05/12/2022
Publicado en
Diario de Navarra
Fermín Labarga |
Profesor en la Facultad de Teología
Hace cuatro siglos, el 12 de marzo de 1622 san Francisco Javier era canonizado en la basílica de san Pedro de Roma por el papa Gregorio XV. Aquel mismo día fueron inscritos en el catálogo de los santos otros cuatro más: Isidro labrador, Ignacio de Loyola, Teresa de Jesús y Felipe Neri. Éste era el único que no era oriundo de los reinos de España, por lo que maliciosamente los romanos dijeron que el Papa había canonizado a cuatro españoles y a un santo.
Lo cierto es que aquella canonización constituyó un hecho sin precedentes. Por primera vez se realizaba una canonización colectiva; por primera vez los canonizados habían tenido que superar la fase previa de la beatificación; por primera vez se proponían como modelos e intercesores personas que habían fallecido recientemente, con la única salvedad del labrador madrileño, Isidro, cuyo proceso había llevado adelante con tesón la villa de Madrid, deseosa de contar con un santo propio que diera aun mayor lustre a la nueva capital de la Monarquía hispana. Realmente la canonización se había diseñado tan solo para él, pero diferentes “grupos de presión” fueron moviendo sus fichas para conseguir que sus respectivos candidatos se colaran en la brillantísima celebración que tuvo lugar en la fría mañana de aquel 12 de marzo.
Según se ha demostrado, la segunda incorporación fue la de santa Teresa, cuyo proceso promovía el Carmelo descalzo tras haber obtenido un éxito clamoroso en el de beatificación, que la curia romana calificó como imposible de mejorar. La Orden se volcó, pero fueron la esposa del embajador de España en Roma y la propia cuñada del papa las que, con auténtico tesón, consiguieron su beneplácito.
Mientras tanto, la Compañía de Jesús movía sus fichas para lograr la canonización de su fundador, san Ignacio. Contaba para ello con el apoyo del rey de Francia, educado por los jesuitas, junto con otras altas personalidades e instituciones. No fue fácil convencer al papa, sobre todo porque no era costumbre entonces que en el mismo pontificado se canonizaran muchos santos. Gregorio XV, gran amigo de la Compañía, parecía sentirse presionado y pidió que le dejaran considerarlo con sosiego en la presencia de Dios. Era el mes de noviembre de 1621.
Y a partir de ahí vino la sorpresa. Un buen día de finales de aquel mes el papa manifestó que deseaba canonizar también al beato Francisco Javier. Sin más. El misionero navarro tenía su propio promotor, nada menos que el mismísimo pontífice romano. No parece que fuera mero fruto de la devoción personal ni tan siquiera de la admiración que había despertado en todo el orbe católico aquel intrépido aventurero a lo divino, cuyas cartas desde Oriente habían suscitado oleadas de fervores misioneros. Al canonizar a Francisco Javier, Gregorio XV proponía el modelo ejemplar del misionero católico, aquel que estaba llamado a convertirse en referencia ineludible para la labor evangelizadora de la Iglesia.

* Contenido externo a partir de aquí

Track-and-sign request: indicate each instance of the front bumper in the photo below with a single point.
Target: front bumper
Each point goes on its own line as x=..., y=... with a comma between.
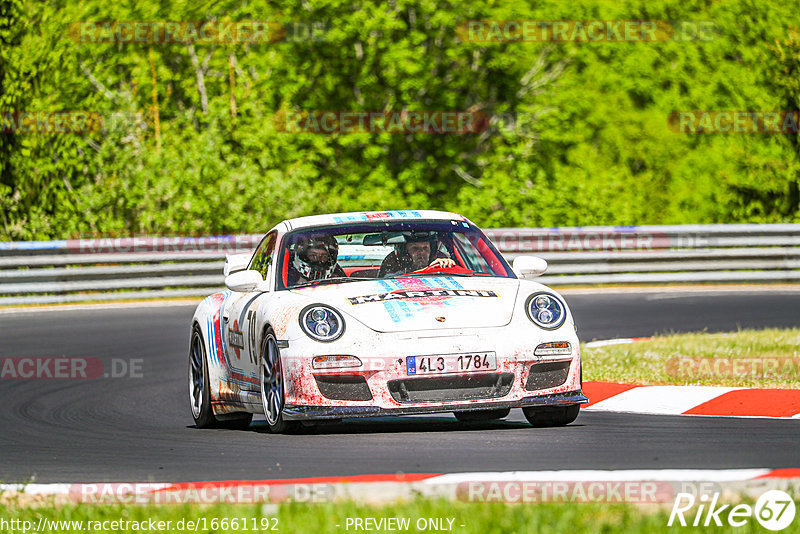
x=295, y=412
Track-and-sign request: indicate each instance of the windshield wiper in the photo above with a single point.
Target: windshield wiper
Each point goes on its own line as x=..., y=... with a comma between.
x=334, y=280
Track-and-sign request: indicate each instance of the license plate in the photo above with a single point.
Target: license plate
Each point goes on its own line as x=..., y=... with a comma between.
x=451, y=363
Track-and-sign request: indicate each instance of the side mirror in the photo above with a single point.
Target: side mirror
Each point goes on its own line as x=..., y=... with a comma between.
x=529, y=266
x=243, y=281
x=235, y=263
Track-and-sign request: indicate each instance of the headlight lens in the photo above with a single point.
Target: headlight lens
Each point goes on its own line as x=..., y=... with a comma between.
x=321, y=322
x=546, y=310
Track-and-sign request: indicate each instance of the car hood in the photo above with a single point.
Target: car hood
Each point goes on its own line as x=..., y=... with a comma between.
x=430, y=302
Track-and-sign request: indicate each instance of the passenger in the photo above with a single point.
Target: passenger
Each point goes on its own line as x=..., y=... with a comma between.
x=419, y=251
x=314, y=258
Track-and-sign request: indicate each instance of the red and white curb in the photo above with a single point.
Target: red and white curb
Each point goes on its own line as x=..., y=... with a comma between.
x=692, y=400
x=602, y=485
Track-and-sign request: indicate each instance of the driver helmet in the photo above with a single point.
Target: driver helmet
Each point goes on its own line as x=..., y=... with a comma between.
x=315, y=256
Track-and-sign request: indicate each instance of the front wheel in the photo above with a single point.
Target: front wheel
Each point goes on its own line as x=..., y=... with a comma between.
x=272, y=396
x=200, y=394
x=474, y=416
x=551, y=415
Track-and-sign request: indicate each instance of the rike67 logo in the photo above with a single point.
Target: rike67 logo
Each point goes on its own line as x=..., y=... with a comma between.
x=774, y=510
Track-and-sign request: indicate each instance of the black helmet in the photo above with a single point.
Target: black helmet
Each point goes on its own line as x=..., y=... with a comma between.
x=418, y=237
x=315, y=270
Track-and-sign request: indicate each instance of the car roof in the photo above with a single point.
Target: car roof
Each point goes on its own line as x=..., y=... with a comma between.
x=368, y=216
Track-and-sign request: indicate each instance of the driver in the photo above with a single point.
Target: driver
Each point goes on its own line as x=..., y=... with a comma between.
x=314, y=257
x=419, y=251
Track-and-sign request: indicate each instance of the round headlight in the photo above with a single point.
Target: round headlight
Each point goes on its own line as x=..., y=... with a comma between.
x=321, y=322
x=546, y=310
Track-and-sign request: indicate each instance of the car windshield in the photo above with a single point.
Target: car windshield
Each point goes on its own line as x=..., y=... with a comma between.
x=340, y=254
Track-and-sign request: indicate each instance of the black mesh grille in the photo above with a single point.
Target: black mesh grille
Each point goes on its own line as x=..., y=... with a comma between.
x=451, y=388
x=343, y=387
x=547, y=375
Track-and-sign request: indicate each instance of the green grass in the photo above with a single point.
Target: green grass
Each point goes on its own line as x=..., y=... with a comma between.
x=748, y=358
x=477, y=518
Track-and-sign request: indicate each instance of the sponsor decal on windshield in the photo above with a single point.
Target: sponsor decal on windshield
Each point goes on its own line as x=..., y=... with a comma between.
x=421, y=294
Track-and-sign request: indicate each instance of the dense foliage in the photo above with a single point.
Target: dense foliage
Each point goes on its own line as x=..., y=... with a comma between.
x=579, y=134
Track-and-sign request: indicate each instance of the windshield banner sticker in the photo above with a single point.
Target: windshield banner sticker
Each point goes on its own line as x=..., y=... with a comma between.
x=421, y=294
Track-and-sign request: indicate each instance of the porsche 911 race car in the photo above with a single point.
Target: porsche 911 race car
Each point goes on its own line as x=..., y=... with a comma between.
x=381, y=313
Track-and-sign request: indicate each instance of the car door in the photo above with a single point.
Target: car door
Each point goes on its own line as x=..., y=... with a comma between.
x=240, y=320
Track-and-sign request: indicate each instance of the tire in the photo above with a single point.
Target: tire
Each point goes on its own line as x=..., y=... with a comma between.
x=551, y=416
x=474, y=416
x=272, y=391
x=200, y=393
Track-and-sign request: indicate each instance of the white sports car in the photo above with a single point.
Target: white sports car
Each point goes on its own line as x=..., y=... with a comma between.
x=377, y=313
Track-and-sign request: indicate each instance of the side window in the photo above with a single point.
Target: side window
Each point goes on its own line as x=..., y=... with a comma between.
x=262, y=259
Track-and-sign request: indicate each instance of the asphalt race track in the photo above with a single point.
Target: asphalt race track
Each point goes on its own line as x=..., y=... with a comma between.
x=140, y=428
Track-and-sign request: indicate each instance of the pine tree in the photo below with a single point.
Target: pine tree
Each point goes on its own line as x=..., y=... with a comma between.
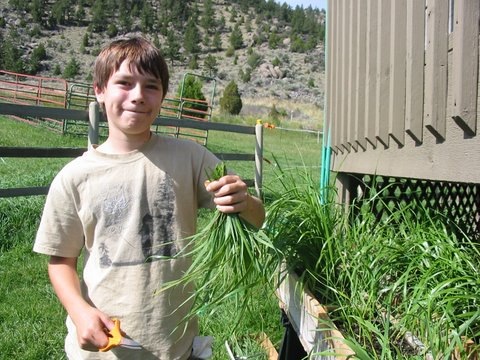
x=210, y=64
x=236, y=37
x=231, y=101
x=192, y=38
x=172, y=48
x=72, y=69
x=208, y=16
x=192, y=89
x=11, y=55
x=217, y=41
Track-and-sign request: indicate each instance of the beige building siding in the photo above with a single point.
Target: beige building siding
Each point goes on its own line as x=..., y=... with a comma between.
x=403, y=90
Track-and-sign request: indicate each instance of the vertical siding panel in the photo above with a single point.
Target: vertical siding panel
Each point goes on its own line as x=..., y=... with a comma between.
x=361, y=29
x=351, y=84
x=397, y=80
x=414, y=71
x=371, y=71
x=465, y=64
x=344, y=57
x=383, y=72
x=436, y=61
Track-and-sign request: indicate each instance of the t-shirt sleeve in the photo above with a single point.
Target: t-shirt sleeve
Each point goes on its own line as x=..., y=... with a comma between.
x=60, y=232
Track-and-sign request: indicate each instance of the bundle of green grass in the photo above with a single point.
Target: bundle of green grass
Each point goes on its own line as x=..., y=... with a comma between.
x=231, y=260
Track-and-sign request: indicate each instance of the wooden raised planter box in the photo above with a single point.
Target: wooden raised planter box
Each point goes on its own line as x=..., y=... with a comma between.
x=316, y=331
x=311, y=322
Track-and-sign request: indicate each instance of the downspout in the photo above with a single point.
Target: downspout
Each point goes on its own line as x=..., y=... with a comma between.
x=326, y=149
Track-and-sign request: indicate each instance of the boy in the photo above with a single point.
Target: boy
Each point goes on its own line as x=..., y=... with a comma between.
x=134, y=196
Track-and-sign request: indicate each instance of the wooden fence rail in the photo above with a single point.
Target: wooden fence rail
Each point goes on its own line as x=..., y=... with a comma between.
x=94, y=117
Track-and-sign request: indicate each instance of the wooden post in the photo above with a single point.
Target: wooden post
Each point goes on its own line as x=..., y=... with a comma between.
x=258, y=157
x=94, y=119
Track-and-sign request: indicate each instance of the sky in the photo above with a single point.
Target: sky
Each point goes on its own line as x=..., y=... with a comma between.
x=321, y=4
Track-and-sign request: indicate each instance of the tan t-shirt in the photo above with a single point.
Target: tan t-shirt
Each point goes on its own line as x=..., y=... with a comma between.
x=124, y=210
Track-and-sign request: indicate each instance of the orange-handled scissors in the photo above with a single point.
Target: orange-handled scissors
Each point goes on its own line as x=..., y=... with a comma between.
x=116, y=338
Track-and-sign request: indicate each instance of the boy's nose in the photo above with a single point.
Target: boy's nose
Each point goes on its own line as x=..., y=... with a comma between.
x=137, y=94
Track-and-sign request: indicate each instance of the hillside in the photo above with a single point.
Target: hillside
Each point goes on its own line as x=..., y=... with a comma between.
x=273, y=52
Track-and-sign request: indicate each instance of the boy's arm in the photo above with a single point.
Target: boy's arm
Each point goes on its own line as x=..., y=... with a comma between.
x=89, y=321
x=231, y=196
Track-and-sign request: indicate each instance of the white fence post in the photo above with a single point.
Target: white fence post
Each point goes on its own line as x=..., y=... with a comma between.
x=258, y=157
x=93, y=125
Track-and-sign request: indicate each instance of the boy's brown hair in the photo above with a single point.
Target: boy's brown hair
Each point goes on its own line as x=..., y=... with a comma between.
x=139, y=52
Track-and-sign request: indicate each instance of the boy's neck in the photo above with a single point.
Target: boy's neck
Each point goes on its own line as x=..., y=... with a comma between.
x=123, y=144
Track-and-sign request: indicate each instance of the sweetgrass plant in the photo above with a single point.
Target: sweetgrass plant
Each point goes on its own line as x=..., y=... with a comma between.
x=231, y=260
x=401, y=285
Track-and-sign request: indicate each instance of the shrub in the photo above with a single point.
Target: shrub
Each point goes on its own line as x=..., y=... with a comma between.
x=231, y=102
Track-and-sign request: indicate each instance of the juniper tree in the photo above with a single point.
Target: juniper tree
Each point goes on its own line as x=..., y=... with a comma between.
x=231, y=101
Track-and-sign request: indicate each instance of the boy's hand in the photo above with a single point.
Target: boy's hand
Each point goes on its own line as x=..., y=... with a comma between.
x=230, y=193
x=89, y=321
x=231, y=196
x=91, y=329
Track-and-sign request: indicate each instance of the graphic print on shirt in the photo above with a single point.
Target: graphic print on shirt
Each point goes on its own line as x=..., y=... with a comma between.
x=157, y=229
x=138, y=229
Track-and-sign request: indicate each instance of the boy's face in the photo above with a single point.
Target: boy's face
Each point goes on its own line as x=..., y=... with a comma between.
x=132, y=101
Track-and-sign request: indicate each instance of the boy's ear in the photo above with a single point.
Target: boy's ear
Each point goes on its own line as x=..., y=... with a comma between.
x=98, y=93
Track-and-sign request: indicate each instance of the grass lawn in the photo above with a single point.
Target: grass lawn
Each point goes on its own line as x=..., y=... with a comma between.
x=31, y=318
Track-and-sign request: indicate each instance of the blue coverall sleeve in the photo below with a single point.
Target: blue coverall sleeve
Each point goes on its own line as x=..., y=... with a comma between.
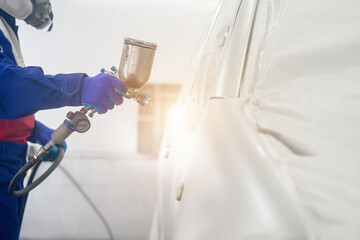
x=25, y=90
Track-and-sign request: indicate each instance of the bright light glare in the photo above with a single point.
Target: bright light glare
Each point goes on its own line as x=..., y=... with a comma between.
x=177, y=112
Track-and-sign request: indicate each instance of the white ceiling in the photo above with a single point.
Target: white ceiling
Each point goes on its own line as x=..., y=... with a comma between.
x=88, y=35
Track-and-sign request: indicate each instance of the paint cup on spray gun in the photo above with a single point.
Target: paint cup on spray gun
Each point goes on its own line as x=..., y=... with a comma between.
x=135, y=68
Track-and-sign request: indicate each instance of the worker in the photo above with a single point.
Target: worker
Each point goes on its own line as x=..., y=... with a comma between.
x=26, y=90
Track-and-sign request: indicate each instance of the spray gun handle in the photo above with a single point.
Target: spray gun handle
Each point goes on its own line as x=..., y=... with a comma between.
x=136, y=94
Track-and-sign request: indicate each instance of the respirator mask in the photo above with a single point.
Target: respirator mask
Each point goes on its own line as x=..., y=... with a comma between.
x=37, y=13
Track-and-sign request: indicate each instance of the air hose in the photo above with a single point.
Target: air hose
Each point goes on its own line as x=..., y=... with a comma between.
x=30, y=184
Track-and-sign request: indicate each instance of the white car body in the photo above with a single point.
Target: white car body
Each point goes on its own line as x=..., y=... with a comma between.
x=263, y=143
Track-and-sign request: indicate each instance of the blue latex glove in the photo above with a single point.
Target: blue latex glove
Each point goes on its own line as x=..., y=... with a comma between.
x=102, y=92
x=42, y=135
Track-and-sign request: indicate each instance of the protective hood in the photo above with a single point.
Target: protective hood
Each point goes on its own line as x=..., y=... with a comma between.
x=37, y=13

Tres meses después de la canonización, en junio, el papa erigía la nueva congregación de propaganda Fide. Es decir, el ministerio encargado de la propagación de la fe católica, que asumía como prototipo al gran misionero navarro, cuyo corazón ardía en deseos de llevar el fuego de Cristo hasta los más remotos rincones del ancho mundo. El 3 de diciembre de 1552 Javier había muerto, aparentemente solo y abandonado, a las puertas de China. Setenta años después su nombre era inscrito en el catálogo de los santos en una jornada memorable que, más que ratificar la hegemonía política hispana, canonizaba idealmente en la persona de sus protagonistas el éxito de la reforma de la Iglesia Católica.
P.D. A última hora fue incorporado Felipe Neri para que no fuera una canonización exclusivamente española.